Family members said Sonu had spent all his earnings on his mother Phoolmati Devi’s treatment. She had been admitted to a local hospital with a kidney problem on April 15, the day the extended lockdown period started after the initial three-week restrictions from March 25 had ended.

Suresh, a gardener with a private construction firm in the city, said both he and his son had been told by their employers not to report for work till the lockdown was in force.

“Both of us had lost our jobs. Our employers gave us 24 days’ remuneration for March in the first week of April and said they didn’t need our services till the lockdown was there,” Suresh told local reporters.

“I used to get Rs 3,000 a month and my son earned Rs 3,500. We spent the money on my wife’s treatment. Thereafter, we both went to the local colonies hoping that people need to clean their gardens. But while we were not allowed to enter some of the gated colonies, local residents at many places couldn’t give us work out of fear that they would be charged by police for violating social-distancing norms.”

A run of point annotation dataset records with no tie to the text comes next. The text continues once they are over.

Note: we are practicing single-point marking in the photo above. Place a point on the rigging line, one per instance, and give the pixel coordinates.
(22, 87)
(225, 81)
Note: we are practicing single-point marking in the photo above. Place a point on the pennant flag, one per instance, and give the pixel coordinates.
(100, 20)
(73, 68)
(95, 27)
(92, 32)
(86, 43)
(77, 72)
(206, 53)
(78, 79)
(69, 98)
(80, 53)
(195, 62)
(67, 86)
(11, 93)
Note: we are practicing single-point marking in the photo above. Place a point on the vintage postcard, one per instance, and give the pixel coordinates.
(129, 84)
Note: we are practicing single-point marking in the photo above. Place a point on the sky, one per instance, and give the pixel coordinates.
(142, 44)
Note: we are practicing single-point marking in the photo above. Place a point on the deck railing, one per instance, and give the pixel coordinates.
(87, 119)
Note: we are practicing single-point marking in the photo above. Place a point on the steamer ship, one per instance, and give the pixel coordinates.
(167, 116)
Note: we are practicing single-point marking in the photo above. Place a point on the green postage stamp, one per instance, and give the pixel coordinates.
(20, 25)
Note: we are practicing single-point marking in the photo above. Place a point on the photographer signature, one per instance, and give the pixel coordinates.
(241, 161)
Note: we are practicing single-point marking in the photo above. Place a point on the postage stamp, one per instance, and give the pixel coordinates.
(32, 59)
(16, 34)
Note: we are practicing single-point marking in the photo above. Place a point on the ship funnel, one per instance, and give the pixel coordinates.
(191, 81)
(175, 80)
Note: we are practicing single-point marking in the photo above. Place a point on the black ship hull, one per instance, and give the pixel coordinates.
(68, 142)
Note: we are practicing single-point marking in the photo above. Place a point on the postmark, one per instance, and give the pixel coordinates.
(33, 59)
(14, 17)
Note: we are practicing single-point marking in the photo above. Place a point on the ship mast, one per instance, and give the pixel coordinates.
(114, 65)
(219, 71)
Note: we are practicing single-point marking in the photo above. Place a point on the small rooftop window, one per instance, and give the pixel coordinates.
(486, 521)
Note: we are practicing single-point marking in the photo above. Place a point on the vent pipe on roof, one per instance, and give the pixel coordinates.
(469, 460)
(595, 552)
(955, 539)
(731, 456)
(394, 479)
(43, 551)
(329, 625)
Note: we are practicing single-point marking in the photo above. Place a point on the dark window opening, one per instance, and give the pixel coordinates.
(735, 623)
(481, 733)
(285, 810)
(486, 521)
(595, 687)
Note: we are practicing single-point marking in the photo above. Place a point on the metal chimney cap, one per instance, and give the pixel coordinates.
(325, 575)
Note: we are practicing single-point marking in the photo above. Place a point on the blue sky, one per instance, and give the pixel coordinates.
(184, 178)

That meant the family had no money. “We were completely shattered. The sense of helplessness was growing in Sonu as he feared that Phoolmati would die because of lack of treatment. We didn’t even have money for her daily medicines,” Suresh said.

“It seems he consumed some insecticide kept in our house in frustration as I saw him unconscious on Tuesday evening. I rushed him to a local community health centre, where he was declared dead during treatment.”

Suresh said doctors at the health centre told him Sonu had consumed poison.

Suresh’s elder son Amar Nath is also a gardener with a private firm in Hyderabad. He hasn’t been able to come home to see his ailing mother because of the lockdown.